Jasper Weiss:
> 
> 
> On Thursday, June 9, 2016 at 3:49:55 PM UTC+2, entr0py wrote:
>>
>> More importantly, Tor Browser will only make you "anonymous" relative to 
>> other Tor Browser users, not relative to the general population as a whole. 
>> A browser width of 1000 if likely *unique* to Tor Browser since many 
>> websites these days will use 1200+ pixels to draw optimally, and any 
>> "normal" user would expand the width of their browser. 
>>
> 
> I know, but since there are so many Tor users that's a large group to hide 
> in. My laptop for example has a more obscure screen resolution of 1366x768. 
> So it makes sense to use a default that may be unique to the Tor browser, 
> but *is* the same among all Tor browsers.
>  

The point of my previous post was that Tor Browser resolution is *not* the same 
among all Tor Browsers.
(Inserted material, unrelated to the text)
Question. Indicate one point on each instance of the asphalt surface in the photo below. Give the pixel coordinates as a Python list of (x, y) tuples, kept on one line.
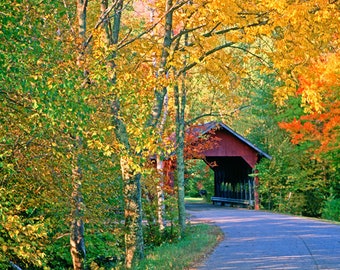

The reason your Tor Browser defaults to 1000x600 at 
startup is precisely because your screen resolution is 1366x768 (my first guess 
was 1280x720 but that might drop you to 1000x500). 1000 is the max width and 
600 is the max vertical your screen resolution supports (when you take into 
account taskbars, menu bars, tab bars, etc.) One guy turned his 1920x1200 
monitor sideways, which basically meant he was using a unique browser. Even 
more dangerous is the fact that you can resize your Tor Browser to any unique 
value that you want (fix in progress: 
https://trac.torproject.org/projects/tor/ticket/14429).

As long as https://github.com/QubesOS/qubes-issues/issues/1856 still produces 
multiples of 200x100 screens, then it's more of an annoyance rather than a 
catastrophic bug. Instead of being lumped together with the Tor Browser users 
you were expecting, you're be grouped with other Tor Browser users instead. 
(Still useful to know why it happens though.)

> 
> Of course it would be so much easier if one could just have an 'insider 
> look' at the NSA so we know exactly what they're using to track Tor users 
> :) Passive timing correlation seems somewhat far fedged to me since nodes 
> are scattered across the globe. hacking into the endpoint seems most 
> plausible but that doesn't work so well on Whonix..
> 

Not that far-fetched - it's the motivation behind persistent entry guards. 
Nodes may be scattered across the globe but your packets are being streamed 
through one circuit at a time - each packet doesn't route randomly all over the 
world. The packets in each of your streams can be correlated. Also, no one 
needs to hack into your machine. While you may have your machine locked down 
and airtight, do you share the same confidence about your ISP? Your ISP is one 
of your endpoints too :) (They might even be a cooperative endpoint.)